The finding from an EY survey comes as the total reported deal value for oil-and-gas transactions in 2017 hit US$344 billion (S$467 billion), with upstream deal value at its second highest over the past five years.
Notably, oil majors with significant cash-flow needs are divesting mature or late-life assets while snapping up and consolidating their position in key basins.
This is reflected in the numbers: In 2017, divestments by oil majors of over US$23.1 billion was on a par with acquisitions of US$23.2 billion.
"They wish to divest, in order to invest," EY said. "Fluctuating commodity prices have led to an increased focus on capital allocation for oil and gas companies making long-term investment decisions against a global backdrop of shifting energy trends, changes in both supply and demand and in the wider capital markets."
Oil and gas companies are making more frequent assessments of the market, asset types and areas of the value chain that offer the best opportunities.
The EY poll found that 60 per cent of executives review their portfolios at least twice a year, and in turn, more strategic decision-making is coming to the fore.

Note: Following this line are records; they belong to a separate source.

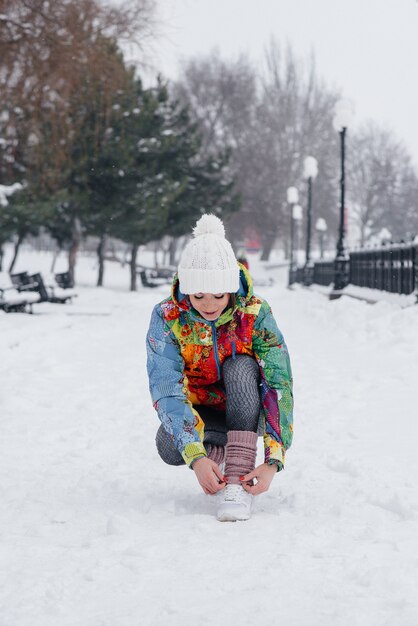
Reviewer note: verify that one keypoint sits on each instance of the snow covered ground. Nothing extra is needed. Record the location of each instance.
(96, 531)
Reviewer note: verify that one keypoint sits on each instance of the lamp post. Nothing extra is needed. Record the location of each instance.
(342, 119)
(310, 172)
(292, 198)
(321, 228)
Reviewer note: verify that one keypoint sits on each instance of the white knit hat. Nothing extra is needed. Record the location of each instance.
(208, 263)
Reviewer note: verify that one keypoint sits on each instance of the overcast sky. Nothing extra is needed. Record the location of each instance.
(368, 48)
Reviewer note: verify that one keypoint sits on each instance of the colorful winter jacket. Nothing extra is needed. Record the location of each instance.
(185, 357)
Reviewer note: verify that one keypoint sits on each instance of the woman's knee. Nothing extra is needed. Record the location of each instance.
(166, 449)
(242, 367)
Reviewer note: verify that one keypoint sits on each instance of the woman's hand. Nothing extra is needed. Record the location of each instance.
(209, 475)
(264, 474)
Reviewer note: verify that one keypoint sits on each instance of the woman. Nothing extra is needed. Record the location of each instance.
(219, 373)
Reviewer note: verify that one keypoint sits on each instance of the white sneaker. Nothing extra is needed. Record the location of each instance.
(235, 504)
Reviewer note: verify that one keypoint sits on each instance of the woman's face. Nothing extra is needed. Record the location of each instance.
(209, 305)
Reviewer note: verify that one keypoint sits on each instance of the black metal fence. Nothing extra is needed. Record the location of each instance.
(392, 268)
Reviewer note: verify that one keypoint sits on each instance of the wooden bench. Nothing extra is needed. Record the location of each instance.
(48, 293)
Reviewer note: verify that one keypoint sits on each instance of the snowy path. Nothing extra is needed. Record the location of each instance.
(96, 531)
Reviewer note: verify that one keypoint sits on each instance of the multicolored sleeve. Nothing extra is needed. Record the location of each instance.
(276, 385)
(168, 388)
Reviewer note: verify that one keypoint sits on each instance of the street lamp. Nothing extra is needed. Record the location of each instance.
(342, 118)
(310, 172)
(292, 198)
(321, 228)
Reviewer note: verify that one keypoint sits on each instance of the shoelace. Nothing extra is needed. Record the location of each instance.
(235, 493)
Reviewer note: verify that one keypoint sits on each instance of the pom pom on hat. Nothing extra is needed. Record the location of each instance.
(209, 224)
(208, 263)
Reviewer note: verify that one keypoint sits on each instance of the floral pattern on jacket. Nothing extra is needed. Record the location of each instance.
(185, 357)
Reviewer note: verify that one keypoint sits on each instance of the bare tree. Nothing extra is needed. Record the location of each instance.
(383, 184)
(271, 121)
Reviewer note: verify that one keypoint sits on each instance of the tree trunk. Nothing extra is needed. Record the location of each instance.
(134, 254)
(267, 246)
(100, 255)
(75, 244)
(16, 252)
(54, 259)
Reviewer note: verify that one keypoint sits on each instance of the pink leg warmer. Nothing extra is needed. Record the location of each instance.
(241, 452)
(217, 453)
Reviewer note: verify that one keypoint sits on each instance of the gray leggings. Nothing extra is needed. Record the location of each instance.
(241, 377)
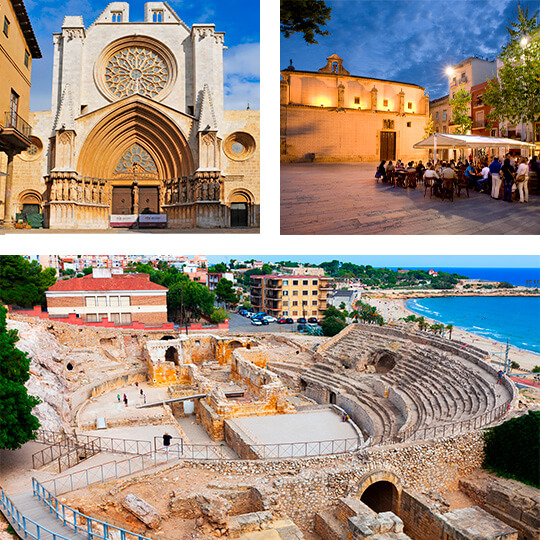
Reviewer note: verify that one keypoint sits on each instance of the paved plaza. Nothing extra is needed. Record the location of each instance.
(344, 198)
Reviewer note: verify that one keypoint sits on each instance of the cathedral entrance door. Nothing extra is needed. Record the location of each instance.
(388, 145)
(148, 200)
(122, 200)
(239, 215)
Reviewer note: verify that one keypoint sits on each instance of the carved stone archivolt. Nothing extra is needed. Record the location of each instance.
(188, 190)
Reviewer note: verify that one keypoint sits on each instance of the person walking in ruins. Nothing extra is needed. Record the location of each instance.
(166, 442)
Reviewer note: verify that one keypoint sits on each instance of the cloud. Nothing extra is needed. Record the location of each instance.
(239, 92)
(243, 60)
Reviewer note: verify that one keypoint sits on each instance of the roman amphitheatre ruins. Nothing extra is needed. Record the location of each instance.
(261, 447)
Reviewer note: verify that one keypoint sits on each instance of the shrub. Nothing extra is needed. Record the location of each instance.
(512, 449)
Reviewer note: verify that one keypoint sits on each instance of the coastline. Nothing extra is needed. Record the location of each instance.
(395, 308)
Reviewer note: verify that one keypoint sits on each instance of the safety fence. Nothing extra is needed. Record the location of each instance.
(119, 469)
(24, 526)
(305, 449)
(81, 523)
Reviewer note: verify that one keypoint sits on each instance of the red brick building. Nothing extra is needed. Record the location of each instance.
(120, 298)
(480, 112)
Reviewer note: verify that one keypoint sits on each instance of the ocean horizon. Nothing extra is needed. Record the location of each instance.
(515, 318)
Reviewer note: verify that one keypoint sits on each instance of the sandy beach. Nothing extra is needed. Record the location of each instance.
(394, 309)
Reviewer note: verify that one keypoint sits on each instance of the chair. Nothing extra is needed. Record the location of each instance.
(462, 182)
(447, 188)
(411, 179)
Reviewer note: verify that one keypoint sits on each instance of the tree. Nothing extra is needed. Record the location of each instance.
(17, 424)
(219, 315)
(225, 292)
(429, 128)
(23, 283)
(218, 268)
(515, 95)
(190, 299)
(460, 111)
(304, 16)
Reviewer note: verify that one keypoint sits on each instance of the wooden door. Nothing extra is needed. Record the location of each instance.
(388, 145)
(148, 200)
(122, 201)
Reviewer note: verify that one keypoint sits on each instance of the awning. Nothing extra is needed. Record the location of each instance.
(450, 140)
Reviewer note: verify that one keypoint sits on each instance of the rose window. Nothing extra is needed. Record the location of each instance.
(136, 70)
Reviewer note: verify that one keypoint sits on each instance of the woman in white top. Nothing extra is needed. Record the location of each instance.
(522, 180)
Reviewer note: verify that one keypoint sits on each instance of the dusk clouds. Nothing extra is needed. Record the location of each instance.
(409, 41)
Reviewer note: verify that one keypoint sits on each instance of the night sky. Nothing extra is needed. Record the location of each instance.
(409, 41)
(239, 19)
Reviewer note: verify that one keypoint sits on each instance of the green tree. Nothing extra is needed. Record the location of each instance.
(17, 424)
(218, 268)
(304, 16)
(515, 95)
(225, 292)
(429, 127)
(219, 315)
(23, 283)
(187, 300)
(460, 111)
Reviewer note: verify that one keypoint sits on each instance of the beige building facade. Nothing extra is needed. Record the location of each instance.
(18, 47)
(331, 115)
(290, 295)
(137, 127)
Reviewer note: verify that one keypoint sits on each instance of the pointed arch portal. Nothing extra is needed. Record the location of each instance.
(136, 147)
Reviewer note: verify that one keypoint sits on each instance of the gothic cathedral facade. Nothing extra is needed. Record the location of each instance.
(137, 127)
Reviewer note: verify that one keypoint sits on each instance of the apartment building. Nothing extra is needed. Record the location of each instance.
(120, 298)
(290, 295)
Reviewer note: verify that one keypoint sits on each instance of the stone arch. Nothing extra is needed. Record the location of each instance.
(241, 203)
(30, 197)
(382, 361)
(135, 120)
(381, 491)
(171, 355)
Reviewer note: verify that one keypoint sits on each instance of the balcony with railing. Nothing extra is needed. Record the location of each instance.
(15, 132)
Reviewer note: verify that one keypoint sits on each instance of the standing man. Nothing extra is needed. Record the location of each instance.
(167, 442)
(495, 170)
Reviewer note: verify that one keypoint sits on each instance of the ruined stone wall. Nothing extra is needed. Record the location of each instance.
(300, 488)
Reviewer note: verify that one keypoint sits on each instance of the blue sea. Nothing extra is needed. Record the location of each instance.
(498, 318)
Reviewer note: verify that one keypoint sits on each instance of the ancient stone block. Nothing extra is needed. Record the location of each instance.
(142, 510)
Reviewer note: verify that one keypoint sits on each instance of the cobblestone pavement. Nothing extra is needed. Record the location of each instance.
(344, 198)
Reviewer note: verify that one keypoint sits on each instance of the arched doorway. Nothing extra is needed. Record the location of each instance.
(381, 497)
(240, 203)
(171, 355)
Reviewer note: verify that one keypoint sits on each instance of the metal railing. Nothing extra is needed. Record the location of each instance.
(305, 449)
(23, 525)
(118, 469)
(81, 523)
(13, 120)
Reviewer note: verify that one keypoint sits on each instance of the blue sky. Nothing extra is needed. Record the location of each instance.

More than 85 per cent of oil and gas executives report that they plan to divest in the next two years.
Energy executives surveyed by EY who expect the global mergers and acquisitions market to improve in the next 12 months.
Almost all the executives polled by EY said the top divestment driver is the business unit's weak competitive position in the market, with oil majors disposing mature assets to strengthen their balance sheets and pay down debt.
There is also greater attention on the benefits of technology, with nine in 10 oil and gas companies looking to invest to improve operating efficiency and address changing customer needs. Over 95 per cent are using data analytics to assess the true value of certain assets.
EY noted that there has been "more innovative" deal structures, such as issuing shares in favour of cash. That has helped to drive more deal value.
"Other innovative deal structures that are now being used include deferred and contingent considerations in transactions rather than cash," it added. "This, in turn, implies that more risk-sharing is taking place, as headline valuations are being broken up by risk exposure."
The bullish view over M&A trends also comes as 90 per cent of oil and gas sector executives view global economic growth as improving or stable.
There are risks on the horizon: Respondents cited inflation and market volatility as the biggest concerns as well as oilfield services looking to renegotiate contracts at higher rates.